The gist of the plot is that Robinson and Scott are two average guys who are abducted by the government so they can participate in a supernatural investigation bureau. Robinson is a mall security guard, and Scott is a former Stanford professor and conspiracy-theory nut. Their personalities are polar opposites. One is loud and jokey, and the other is quiet and thoughtful. One is short-tempered and the other is meek. And you put them together and get ZANY SHENANIGANS! For fuck’s sake, this show hits pretty much every buddy-cop movie cliche in a span of twenty minutes.
And let’s remember that the story doesn’t make any goddamn sense. The US government’s supernatural investigation bureau has great agents and the latest technology, yet they feel they have to recruit a couple of bumbling outsiders to do their work for them. The main characters are IDIOTS. They scream and gesticulate, mugging for the camera, but doing nothing of value. The jokes are unfunny, and the story is as by-the-numbers as it gets. And if you think they are doing this intentionally to parody shitty buddy-cop movies, think again. They are 100% invested in this, thinking this is comedy gold, when it is comedy shit.
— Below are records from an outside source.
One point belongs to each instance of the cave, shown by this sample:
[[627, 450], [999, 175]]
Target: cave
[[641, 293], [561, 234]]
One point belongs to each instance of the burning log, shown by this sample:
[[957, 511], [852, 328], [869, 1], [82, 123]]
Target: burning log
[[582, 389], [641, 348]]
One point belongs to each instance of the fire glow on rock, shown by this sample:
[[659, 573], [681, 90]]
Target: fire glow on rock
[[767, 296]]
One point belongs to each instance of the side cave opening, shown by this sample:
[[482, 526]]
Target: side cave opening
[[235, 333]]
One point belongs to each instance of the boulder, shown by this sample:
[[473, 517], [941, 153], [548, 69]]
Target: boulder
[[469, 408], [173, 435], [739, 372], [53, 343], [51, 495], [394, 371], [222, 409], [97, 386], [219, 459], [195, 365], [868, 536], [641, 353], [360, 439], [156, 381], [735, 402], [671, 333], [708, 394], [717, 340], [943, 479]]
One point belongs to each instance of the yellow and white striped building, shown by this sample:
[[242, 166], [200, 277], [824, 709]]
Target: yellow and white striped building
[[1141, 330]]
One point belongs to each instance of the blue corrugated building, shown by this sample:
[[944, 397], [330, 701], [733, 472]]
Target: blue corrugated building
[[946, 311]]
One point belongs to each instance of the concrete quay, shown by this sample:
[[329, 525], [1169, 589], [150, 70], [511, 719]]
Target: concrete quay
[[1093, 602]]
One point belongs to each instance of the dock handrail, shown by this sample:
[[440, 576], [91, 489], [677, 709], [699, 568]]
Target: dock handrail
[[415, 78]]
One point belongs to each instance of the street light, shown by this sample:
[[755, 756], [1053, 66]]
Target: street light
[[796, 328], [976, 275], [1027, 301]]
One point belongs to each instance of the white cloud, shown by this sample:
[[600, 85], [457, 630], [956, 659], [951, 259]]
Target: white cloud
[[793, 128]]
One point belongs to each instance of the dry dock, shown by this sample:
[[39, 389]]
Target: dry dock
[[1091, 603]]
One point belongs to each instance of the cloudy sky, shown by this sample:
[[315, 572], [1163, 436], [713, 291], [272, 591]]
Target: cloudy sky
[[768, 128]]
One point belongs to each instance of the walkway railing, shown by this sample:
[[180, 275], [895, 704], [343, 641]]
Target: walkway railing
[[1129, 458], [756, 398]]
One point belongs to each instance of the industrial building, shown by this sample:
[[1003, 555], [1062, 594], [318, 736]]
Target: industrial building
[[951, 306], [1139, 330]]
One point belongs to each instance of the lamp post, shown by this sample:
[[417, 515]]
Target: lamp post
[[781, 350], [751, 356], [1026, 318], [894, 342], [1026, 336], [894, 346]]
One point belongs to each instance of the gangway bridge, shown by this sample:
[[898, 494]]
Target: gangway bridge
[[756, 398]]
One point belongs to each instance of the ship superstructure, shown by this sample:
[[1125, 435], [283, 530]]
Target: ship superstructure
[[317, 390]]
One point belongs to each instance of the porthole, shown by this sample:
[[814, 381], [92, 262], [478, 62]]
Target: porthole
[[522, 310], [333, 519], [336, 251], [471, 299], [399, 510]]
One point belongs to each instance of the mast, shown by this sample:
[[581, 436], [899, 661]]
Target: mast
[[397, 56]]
As I write this, I realize I cannot effectively convey in words how horrible this show is. You’re reading this thinking, “You didn’t give a lot of examples of why this sucks more than other shows.” But I can’t do it. It’s an impossible task. Ghosted is like The Shitty Matrix, you can’t describe it to someone else, you have to experience its shittiness for yourself. But please don’t watch it, don’t subject yourself to such torture.
Verdict: Shitty
Check out previous entries in this series:
The Orville (first ep) was pretty amusing and I’m keen to see more. Ads for Autistic Doctor came on TV the other day and I just groaned when the main selling point was “from the creators of HOUSE MD) and I’ve never heard of Ghosted but if it makes a whole season order I’ll go heave a dry shit out my mouth.
I’ve watched a couple more episodes of The Orville since writing this, and so far I’m liking it. You should definitely check it out. I haven’t seen more of the other shows, as they were utter garbage, but from what I understand, Autistic Doctor is very popular (ugh).